In times of real need, Canada can and will do its part.

But we must stop funding things based on a flawed left-wing ideology.

(From Maxime Bernier emailout, April 13, 2017)

I hope you get the point. Because if you didn’t, your reading skills may need some aid from a foreign country.

America has it even worse, both debt-wise and foreign aid-wise (“wise” being an ironic suffix to use in each of these cases). Bernier has it right all on his own, I’m sure, as I’ve heard him speak this way for ages, but down south, Donald trump got elected partly on this same footing. For example he once said,

This country is a great country but we are a debtor nation. We borrow money from Japan in order to defend Japan and we pay interest on that money and I think it’s just ridiculous. The country, the United States, is being ripped off and it shouldn’t happen.

(Taken from The risk Trump takes in abandoning Steve Bannon, Washington Examiner, April 13 2017)

As different as both of these men are, both are absolutely correct, including their shared usage of the term “ripped-off.” And whether both said it or not, it’s all left-wing ideology at work, here, to be sure.

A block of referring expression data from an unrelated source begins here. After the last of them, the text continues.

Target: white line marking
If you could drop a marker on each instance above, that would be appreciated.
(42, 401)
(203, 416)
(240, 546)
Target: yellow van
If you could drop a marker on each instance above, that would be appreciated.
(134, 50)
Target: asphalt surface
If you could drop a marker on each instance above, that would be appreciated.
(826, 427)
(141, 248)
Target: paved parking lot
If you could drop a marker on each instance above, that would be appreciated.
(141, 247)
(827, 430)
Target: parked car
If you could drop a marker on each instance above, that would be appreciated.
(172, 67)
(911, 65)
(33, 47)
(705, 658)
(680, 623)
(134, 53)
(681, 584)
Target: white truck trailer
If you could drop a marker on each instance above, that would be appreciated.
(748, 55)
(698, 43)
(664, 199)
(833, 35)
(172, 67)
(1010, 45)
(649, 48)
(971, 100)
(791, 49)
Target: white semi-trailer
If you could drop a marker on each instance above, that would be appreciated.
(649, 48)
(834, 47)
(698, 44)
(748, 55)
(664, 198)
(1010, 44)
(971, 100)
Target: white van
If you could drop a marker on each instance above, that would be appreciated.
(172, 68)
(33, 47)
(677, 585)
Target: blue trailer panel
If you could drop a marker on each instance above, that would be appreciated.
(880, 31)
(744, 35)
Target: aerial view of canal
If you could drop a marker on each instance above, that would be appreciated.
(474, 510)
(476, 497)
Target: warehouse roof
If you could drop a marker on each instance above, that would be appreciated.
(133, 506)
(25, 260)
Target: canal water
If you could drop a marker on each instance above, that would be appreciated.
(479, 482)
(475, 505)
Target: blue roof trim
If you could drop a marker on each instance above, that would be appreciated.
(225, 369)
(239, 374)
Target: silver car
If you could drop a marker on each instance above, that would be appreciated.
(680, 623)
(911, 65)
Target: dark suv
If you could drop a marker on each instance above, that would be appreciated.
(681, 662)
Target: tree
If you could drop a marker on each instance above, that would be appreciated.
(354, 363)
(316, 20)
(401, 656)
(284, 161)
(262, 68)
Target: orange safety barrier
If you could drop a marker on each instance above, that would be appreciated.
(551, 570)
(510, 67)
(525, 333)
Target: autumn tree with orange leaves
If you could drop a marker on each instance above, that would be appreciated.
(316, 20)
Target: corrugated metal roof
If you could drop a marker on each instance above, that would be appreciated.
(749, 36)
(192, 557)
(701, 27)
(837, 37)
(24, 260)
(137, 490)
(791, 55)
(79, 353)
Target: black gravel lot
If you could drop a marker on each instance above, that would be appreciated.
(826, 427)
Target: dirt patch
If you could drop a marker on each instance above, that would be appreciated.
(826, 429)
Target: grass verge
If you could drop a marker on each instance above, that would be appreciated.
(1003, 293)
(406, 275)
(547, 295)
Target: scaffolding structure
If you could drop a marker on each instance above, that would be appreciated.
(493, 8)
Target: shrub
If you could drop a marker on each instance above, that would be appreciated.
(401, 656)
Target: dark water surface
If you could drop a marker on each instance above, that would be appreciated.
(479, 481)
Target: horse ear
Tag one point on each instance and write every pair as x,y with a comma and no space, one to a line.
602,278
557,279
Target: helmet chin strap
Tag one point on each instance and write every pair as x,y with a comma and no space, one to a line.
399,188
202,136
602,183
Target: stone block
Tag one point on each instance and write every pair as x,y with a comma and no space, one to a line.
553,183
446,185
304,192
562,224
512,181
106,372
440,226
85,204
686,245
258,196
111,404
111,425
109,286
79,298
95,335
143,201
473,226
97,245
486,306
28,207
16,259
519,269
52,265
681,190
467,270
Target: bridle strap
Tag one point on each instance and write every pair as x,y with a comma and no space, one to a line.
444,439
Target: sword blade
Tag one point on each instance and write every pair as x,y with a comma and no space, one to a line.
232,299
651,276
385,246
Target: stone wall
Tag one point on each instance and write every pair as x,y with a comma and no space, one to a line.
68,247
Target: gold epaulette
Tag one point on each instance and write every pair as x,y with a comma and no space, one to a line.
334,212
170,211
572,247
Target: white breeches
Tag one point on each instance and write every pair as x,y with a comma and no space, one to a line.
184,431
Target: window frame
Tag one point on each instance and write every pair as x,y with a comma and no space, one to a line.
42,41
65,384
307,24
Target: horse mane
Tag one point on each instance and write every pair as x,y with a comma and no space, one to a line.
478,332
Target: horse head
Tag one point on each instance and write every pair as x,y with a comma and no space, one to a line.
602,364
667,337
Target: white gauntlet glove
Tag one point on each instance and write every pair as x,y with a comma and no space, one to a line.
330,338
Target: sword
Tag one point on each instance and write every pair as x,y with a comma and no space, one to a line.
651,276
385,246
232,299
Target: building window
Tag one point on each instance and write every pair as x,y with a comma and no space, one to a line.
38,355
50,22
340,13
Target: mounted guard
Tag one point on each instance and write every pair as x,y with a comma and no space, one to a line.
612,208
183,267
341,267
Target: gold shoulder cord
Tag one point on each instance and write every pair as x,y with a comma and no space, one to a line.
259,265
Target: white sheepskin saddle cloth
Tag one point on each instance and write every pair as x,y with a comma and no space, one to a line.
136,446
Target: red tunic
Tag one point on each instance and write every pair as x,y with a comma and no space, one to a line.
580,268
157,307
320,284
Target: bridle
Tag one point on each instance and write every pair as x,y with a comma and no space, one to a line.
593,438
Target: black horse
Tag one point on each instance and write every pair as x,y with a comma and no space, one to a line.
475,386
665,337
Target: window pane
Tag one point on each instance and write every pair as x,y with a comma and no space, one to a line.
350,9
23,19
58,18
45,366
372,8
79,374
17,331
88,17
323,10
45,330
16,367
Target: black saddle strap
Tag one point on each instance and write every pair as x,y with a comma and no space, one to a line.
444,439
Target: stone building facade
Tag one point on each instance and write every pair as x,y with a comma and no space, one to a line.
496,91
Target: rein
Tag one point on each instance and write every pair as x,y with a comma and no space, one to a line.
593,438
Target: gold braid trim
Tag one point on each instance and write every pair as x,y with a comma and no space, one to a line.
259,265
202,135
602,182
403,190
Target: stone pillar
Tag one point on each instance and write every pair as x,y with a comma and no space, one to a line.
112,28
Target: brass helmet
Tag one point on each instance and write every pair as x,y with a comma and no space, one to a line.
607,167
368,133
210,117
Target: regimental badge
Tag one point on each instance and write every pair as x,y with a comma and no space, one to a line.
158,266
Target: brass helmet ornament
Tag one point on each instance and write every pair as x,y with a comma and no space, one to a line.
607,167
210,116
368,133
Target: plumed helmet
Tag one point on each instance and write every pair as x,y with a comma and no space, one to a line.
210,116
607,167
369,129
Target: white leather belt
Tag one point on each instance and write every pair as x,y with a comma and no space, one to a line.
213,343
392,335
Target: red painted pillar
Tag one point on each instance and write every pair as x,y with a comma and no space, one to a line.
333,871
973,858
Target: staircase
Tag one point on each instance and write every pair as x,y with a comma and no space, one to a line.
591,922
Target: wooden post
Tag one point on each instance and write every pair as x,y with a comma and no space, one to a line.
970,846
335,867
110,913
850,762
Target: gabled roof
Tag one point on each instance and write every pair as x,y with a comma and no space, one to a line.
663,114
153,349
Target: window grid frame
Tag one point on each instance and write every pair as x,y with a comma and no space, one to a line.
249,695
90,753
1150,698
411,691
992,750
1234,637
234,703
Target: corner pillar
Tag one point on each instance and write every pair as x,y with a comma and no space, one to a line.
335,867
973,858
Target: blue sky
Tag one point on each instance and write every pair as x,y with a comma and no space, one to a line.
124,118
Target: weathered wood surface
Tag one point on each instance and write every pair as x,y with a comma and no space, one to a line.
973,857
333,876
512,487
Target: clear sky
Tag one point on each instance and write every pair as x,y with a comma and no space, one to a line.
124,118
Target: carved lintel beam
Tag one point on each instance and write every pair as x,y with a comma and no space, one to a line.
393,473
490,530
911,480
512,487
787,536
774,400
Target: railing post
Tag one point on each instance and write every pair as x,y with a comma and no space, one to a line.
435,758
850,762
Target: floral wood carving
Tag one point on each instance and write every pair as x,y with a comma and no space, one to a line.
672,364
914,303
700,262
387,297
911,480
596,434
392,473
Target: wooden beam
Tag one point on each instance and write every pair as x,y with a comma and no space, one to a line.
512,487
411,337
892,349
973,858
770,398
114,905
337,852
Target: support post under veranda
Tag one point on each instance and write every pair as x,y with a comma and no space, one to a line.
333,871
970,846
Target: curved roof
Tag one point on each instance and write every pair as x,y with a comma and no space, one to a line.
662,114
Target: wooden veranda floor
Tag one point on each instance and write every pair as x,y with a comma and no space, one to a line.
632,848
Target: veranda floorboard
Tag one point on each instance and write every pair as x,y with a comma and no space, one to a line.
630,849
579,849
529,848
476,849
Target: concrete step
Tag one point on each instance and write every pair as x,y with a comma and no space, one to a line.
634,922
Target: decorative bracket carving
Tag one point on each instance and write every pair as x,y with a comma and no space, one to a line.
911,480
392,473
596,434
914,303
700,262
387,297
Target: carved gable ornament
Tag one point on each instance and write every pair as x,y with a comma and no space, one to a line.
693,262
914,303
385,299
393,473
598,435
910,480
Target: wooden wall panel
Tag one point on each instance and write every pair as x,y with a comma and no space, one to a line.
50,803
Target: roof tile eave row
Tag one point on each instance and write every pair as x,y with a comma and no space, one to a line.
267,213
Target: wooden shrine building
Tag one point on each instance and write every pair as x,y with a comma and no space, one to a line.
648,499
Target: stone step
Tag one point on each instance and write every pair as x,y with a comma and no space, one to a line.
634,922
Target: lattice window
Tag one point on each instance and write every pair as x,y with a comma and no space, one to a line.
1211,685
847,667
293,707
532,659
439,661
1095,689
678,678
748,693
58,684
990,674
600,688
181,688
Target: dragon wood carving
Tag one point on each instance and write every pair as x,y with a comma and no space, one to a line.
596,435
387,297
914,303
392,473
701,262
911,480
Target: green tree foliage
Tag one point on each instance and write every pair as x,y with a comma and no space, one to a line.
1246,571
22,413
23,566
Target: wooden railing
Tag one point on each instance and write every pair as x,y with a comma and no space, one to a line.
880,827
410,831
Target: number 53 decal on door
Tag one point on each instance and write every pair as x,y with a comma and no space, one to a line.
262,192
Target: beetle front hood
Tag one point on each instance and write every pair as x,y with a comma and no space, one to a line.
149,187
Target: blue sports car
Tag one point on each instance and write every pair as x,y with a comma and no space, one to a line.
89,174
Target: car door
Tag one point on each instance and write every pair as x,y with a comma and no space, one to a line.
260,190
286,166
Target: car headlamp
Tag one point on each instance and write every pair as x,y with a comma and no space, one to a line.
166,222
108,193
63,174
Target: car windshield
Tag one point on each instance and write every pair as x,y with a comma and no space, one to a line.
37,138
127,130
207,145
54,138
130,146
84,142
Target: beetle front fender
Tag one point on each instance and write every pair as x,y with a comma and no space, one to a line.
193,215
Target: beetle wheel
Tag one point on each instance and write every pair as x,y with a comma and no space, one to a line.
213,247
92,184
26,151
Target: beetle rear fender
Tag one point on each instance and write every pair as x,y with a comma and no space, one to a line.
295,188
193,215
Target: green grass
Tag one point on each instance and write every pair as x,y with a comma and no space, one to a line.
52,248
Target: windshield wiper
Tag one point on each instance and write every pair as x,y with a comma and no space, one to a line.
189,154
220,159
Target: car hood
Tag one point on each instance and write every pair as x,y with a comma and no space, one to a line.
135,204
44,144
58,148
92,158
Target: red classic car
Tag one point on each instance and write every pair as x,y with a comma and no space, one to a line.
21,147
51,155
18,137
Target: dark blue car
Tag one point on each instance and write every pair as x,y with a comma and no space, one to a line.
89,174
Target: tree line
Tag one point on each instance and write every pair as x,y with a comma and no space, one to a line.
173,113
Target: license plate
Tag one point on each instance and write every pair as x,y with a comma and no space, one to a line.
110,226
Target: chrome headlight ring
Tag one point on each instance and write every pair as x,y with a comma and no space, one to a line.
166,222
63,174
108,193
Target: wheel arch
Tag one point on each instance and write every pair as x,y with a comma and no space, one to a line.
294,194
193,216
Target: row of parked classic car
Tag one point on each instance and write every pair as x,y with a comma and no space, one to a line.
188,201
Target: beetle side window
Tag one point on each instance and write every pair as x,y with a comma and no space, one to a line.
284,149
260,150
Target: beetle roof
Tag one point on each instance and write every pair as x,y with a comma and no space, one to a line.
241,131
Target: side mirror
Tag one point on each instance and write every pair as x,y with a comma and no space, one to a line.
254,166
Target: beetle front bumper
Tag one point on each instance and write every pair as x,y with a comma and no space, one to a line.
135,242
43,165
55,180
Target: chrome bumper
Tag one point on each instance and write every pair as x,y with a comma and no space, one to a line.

And here’s another thought:

Canada is a rich nation, and yet we know that Canada absolutely relies on the United States to help defend Canada, not unlike Japan. Canadians thus save billions every year simply by not spending the cash otherwise necessary for her own national defence. Canada in effect gets foreign aid from the United States, even while Canada gives out cash aid to other countries — for abortions and other such left-wing values.

Both Canada and the United States are getting ripped off. And I think it’s ridiculous.